Some people thought the ring transition cost was important, in my opinion it isn’t especially and it is at least somewhat accounted for in the test as written (except to the same extent that everything else is cheaper because the whole test fits comfortably in L2).  I’m not sure there even is a ring transition for a thrown exception in fact, although some kernel32 code runs, I think everything that needs to be done can be done in user mode.  But in any case that cost would be included.

Generally, microbenchmarks are designed to hide certain costs and magnify others.  This is not a bad thing, the trick is to make sure you know what you’re getting.

  1. Is the metric the one of interest to you?
  2. Is the workload representative?
  3. Is the environment representative?

Just those three quick checks will get you far.

Comments (7)

  1. Jeff Stong says:

    Wondering about the performance costs of throwing and catching exceptions in your application? …

  2. nativecpp says:

    I will think that unmanaged code also follows the same rules (page fault, etc). If so, why would that be such a big topic/argument in .NET and not in unmanaged ?? I don’t recall people talking much about the cost of exception in unmanaged code as we don’t throw needlessly.

    I think it is important for .NET programmers (myself included) to know that just because a feature is easily avail does NOT mean it should be used freely.

    I have been working with .NET/C# for a couple of years and see people abusing the power of C#/.NET.

    Rico, keep the good topics coming. I love reading your blog which to me is thought-provoking.


  3. Al Tenhundfeld says:

    Hi Rico, I just discovered your blog recently, and I must say that I’m impressed by the quality of your posts and your readers.

    I was reading back through some old posts on exceptions, and I came across this "almost rule":…but on the other hand throwing an exception due to invalid user input, or badly formatted text from an external system, could be a bad idea.

    I recognize that you emphasize "could," but I’m curious what other strategies people use.

    [Long boring description of a previous project]

    On a recent project, we decided to use exceptions in the facade layer to communicate business rules violations and invalid user input back to the web UI. We tried to validate as much as possible client-side in the web UI, but in the domain/facade layer we also validated all business rules and user input. Our strategy was to define a custom exception with property that exposed a collection of error messages. We would validate as much as possible before throwing the exception.

    For example, we would validate a data object, appending any violations to a single custom exception. When validation was finished, we would throw that one exception, which contained a collection of violation objects, up to the UI. It was actually slightly more sophisticated, using a generational approach based on dependencies, but the gist is correct.

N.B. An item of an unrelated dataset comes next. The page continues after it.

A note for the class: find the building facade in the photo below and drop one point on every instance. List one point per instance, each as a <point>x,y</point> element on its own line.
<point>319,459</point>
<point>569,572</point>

Would you say this approach sounds reasonable from my description? To me, this strategy just seemed to have the most intuitive design, and we took steps to minimize the number of exceptions being thrown. We also instrumented the facade pretty well; so we could see which violations occurred more often and improve client-side validation or tweak UI flow to reduce them.

    [/boring description]

    We considered forcing all of our facade API methods to return error information, but that felt hacky to us and put the burden on our API consumers to inspect the returned objects. We were also developing a platform, not just a single app; so we wanted to be certain the UI developers would always know when something was rejected. We also briefly considered an approach involving callback delegates, but that seemed to be incompatible with our SOA goals.

    Anyhow, sorry if this is a little offtopic. I’m just at the point in my career where I’m transitioning from developer to architect, and I’ve never really found a satisfactory solution for this issue of communicating business rules/user input validations across layers/tiers.


  4. ricom says:

    Hi Al, glad you’re enjoying the postings.  Welcome to perf tidbits :)

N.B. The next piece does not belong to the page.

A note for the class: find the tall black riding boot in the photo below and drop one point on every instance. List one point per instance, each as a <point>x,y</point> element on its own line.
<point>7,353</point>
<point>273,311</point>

    It’s no surprise that you’ve never found a satisfactory solution to communicating errors across layers because I doubt there is one.  Well, I haven’t found it and I’ve been looking for probably as long as you if not longer.

    What you did in the case above seems reasonable but there is no one universal answer.  Some factors:

    1) The volume of input and granularity of reporting (per field, per record, per batch, per disk drive :)

    2) The frequency of errors

    3) The time/latency requirements if any

    4) The amount of slack you otherwise have available (i.e. how perfect do you have to be)

    That’s a short list, the real list is longer but those basic factors talk about some key things.  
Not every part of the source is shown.